Die Hans Woermann passierte das stürmische Kap von La Coruna, umschiffte den Nordwestzipfel Spaniens und kämpfte sich durch die aufgebrachte See an Portugal entlang. Erst in Höhe der westafrikanischen Küste vor Marokko beruhigte sich das Wetter. Die Seekranken erholten sich schnell von ihren Leiden und wagten sich auch bald wieder ans Oberdeck. Das ruhige Wetter war wie eine Erlösung. Doch nicht lange. Schon bald näherten sie sich den Tropen, wo es immer heißer wurde. Jella raffte die Ärmel ihrer Bluse hoch und verfluchte das enge Mieder, das nicht nur einengend, sondern auch wärmend wirkte. Trotzdem stieg ihre Stimmung mit jeder Seemeile, die sie sich ihrer neuen Heimat näherte. Was würde sie dort wohl erwarten? Lisbeth hatte ihr erzählt, dass in Deutsch-Südwest viele unterschiedliche Stämme von Eingeborenen lebten. Die meisten von ihnen waren von Ostafrika her in den Süden gekommen - ungefähr zur gleichen Zeit, als die Weißen Südafrika für sich zu entdecken begannen.

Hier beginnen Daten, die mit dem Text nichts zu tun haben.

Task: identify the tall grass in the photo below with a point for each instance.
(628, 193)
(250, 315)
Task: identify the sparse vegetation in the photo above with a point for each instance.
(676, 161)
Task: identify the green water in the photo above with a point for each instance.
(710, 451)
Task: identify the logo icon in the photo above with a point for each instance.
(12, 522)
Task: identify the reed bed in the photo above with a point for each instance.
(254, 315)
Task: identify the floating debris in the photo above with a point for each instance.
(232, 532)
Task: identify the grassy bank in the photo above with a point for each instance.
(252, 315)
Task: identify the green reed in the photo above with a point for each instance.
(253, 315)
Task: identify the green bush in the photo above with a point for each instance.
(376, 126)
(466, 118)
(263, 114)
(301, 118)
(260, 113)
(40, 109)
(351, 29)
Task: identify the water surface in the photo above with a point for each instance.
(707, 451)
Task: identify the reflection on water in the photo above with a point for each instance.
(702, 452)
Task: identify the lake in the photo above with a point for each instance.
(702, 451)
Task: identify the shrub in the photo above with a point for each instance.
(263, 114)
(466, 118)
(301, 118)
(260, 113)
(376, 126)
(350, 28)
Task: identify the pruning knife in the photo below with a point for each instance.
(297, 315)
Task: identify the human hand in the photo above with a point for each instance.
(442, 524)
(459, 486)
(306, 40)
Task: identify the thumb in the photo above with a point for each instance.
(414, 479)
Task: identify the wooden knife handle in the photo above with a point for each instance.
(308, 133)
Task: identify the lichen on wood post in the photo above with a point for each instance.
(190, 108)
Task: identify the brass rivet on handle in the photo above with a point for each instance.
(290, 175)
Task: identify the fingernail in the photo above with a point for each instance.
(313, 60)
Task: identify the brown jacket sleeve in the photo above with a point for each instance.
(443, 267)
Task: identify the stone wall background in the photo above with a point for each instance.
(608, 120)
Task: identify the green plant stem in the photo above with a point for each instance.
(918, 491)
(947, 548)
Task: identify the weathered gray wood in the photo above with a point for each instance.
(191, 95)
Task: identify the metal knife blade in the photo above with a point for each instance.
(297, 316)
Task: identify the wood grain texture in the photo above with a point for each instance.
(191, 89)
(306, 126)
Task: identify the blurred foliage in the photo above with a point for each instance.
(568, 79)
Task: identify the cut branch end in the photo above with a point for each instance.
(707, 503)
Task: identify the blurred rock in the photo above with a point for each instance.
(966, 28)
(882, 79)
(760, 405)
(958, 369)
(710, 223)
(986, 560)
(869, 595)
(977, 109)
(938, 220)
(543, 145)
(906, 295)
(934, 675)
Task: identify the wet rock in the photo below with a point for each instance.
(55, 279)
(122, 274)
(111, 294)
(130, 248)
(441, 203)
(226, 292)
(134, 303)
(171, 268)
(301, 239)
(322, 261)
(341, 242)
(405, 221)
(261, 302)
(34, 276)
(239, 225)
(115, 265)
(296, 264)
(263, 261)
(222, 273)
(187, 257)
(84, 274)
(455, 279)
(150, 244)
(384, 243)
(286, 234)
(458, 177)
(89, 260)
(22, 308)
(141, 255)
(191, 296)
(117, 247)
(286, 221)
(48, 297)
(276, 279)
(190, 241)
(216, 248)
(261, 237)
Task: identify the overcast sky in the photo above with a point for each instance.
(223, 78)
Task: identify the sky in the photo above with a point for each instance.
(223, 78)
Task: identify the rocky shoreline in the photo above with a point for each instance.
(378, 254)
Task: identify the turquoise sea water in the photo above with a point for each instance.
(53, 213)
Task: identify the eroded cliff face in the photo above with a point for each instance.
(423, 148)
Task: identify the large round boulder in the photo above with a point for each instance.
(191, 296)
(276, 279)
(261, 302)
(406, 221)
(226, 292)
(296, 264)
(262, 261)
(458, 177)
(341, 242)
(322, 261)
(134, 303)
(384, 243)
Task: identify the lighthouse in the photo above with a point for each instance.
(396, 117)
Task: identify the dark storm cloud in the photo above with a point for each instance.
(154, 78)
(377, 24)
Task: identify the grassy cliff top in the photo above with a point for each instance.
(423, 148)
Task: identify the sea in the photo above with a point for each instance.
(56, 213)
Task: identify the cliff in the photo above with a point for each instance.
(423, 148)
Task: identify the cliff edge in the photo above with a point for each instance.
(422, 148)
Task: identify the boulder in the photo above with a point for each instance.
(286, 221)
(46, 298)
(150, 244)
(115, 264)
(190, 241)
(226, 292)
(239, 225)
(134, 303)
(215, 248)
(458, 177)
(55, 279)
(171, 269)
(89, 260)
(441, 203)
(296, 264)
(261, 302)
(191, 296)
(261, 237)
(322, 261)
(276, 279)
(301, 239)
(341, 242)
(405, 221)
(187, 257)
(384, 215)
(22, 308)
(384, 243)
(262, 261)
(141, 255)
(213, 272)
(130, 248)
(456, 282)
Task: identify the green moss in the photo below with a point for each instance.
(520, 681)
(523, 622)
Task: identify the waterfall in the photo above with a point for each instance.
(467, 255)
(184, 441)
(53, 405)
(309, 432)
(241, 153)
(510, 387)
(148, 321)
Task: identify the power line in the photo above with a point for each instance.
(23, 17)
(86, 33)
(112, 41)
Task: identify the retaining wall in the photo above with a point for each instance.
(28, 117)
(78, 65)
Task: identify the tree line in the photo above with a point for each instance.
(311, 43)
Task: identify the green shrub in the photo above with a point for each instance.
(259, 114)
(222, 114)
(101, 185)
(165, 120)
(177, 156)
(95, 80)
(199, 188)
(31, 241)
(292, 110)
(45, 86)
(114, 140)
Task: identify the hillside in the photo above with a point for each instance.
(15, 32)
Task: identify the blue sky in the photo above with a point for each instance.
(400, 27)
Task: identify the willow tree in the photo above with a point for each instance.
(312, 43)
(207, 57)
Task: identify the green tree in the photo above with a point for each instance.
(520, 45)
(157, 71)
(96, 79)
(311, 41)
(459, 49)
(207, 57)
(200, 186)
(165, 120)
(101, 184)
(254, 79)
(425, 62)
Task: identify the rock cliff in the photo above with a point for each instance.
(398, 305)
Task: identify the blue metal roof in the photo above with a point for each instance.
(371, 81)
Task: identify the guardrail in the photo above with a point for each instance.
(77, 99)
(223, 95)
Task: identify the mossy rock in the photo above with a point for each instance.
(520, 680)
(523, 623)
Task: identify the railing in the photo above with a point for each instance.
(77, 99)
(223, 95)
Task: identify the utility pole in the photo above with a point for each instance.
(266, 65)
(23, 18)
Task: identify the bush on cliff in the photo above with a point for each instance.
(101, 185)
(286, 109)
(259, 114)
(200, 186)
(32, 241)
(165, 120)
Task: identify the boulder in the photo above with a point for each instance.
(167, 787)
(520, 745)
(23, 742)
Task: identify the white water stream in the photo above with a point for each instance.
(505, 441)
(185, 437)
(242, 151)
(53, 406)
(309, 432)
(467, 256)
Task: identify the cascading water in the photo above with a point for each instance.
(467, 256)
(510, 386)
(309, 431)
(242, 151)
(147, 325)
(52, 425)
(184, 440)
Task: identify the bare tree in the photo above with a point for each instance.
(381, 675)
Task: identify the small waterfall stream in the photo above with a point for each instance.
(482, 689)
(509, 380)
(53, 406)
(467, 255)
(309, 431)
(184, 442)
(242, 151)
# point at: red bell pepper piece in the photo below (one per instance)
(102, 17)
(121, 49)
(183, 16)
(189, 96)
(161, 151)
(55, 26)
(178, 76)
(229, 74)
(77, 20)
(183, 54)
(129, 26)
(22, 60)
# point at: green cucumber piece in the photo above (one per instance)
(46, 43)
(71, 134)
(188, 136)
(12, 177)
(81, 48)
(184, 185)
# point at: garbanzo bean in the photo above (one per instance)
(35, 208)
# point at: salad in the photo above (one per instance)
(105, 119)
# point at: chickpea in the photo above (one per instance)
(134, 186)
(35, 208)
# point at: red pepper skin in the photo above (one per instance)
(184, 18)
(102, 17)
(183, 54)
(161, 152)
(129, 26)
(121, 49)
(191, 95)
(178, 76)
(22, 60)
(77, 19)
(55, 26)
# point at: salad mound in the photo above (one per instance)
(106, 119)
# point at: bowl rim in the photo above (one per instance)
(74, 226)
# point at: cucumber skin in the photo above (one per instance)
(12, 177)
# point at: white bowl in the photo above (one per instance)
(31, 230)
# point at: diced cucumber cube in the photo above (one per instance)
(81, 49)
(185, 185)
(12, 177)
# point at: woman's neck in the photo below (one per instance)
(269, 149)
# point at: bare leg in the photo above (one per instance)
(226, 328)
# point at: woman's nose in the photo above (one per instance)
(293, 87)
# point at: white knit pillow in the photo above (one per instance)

Nur die Buschmänner und Hottentotten lebten schon seit Tausenden von Jahren in dieser unwirtlichen Region. Ein Großteil des Landes bestand aus Wüste. An der Westküste war es die Strandwüste der Namib,
die oft neblig verhangen war, weil die kalte Luft vom Benguelastrom vor der Küste auf die heiße Wüstenluft traf und dort regelmäßig kondensierte. Die Küste wurde auch Skelettküste genannt, weil sich an ihren Stränden Unmengen von Gebeinen gestrandeter Wale, Robben und auch Schiffswracks fanden. Die Strömungen waren tückisch, und so manches Schiff war durch Unachtsamkeit oder Stürme an die Küste gespült worden. Auch wenn es den Gestrandeten gelungen sein sollte, lebend an Land zu gelangen, so bedeutete dies längst nicht Rettung, sondern im Gegenteil ein klägliches Ende in der unendlichen Weite der hohen Sanddünen. Eine Laune der Wüste war, dass die Dünen ständig in Bewegung waren und so die Wracks und Gebeine im Laufe der Zeit Meter für Meter ins Landesinnere transportiert hatten.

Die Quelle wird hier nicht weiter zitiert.